Peu de temps après, Arson recevait de Wronski une lettre qui l’alarma fort. Wronski, averti par un coup de sang, redoutait une mort prochaine ; il mettait dans son ami sa seule espérance, et, en cas de malheur, le suppliait de continuer à son épouse chérie une partie des bienfaits dont il était l’objet.

Arson lui envoya, avec sa réponse, un crédit illimité chez ses correspondans de Paris.

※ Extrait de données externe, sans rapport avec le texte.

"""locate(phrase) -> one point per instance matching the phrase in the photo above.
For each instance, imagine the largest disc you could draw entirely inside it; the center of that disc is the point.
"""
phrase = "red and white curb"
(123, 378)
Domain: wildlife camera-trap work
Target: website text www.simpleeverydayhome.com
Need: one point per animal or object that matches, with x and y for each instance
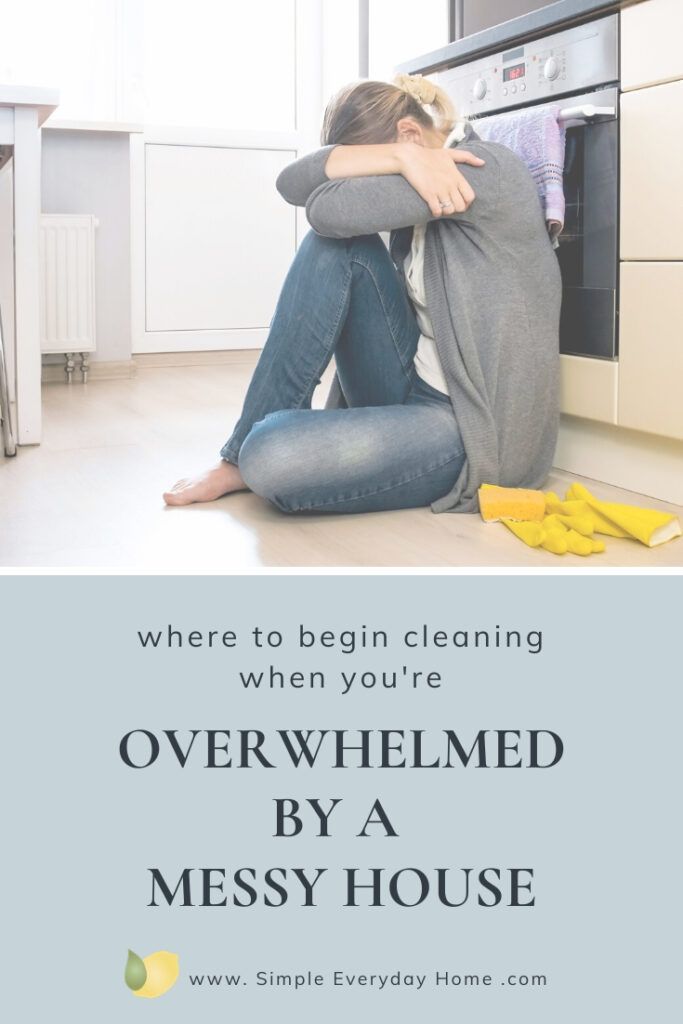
(381, 981)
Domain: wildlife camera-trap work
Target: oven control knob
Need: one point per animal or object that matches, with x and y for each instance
(479, 89)
(551, 69)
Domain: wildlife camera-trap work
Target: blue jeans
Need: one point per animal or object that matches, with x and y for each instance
(397, 444)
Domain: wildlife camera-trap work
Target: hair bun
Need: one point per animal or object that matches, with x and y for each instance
(420, 88)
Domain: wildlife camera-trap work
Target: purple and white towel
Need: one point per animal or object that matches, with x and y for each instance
(538, 138)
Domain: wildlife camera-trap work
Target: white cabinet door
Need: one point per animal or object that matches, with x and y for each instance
(651, 173)
(218, 241)
(650, 377)
(651, 48)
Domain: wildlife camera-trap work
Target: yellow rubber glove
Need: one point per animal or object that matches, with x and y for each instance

Lors du retour d’ Arson, Wronski avait besoin de repos ; il continuait ses découvertes, les faisait imprimer aux frais d’Arson, mais n’avait plus le loisir de lui donner de leçons. Il consentait cependant à partager chaque soir le dîner de son élève, et daignait quelquefois lui parler de philosophie ; la reconnaissance d’Arson était sans bornes. Il autorisait son maître à faire imprimer à ses frais tout ce qui importait à l’avenir de l’humanité. Non seulement Wronski n’y mettait aucune réserve et publiait sans choisir ce qu’il écrivait sur tous les sujets, mais il commanda à un artiste habile le dessin d’un sphinx surmonté d’un zodiaque symbolique, envoya à Arson une note de six cents francs, et le sphinx, à partir de ce jour, figura en tête de tous ses écrits.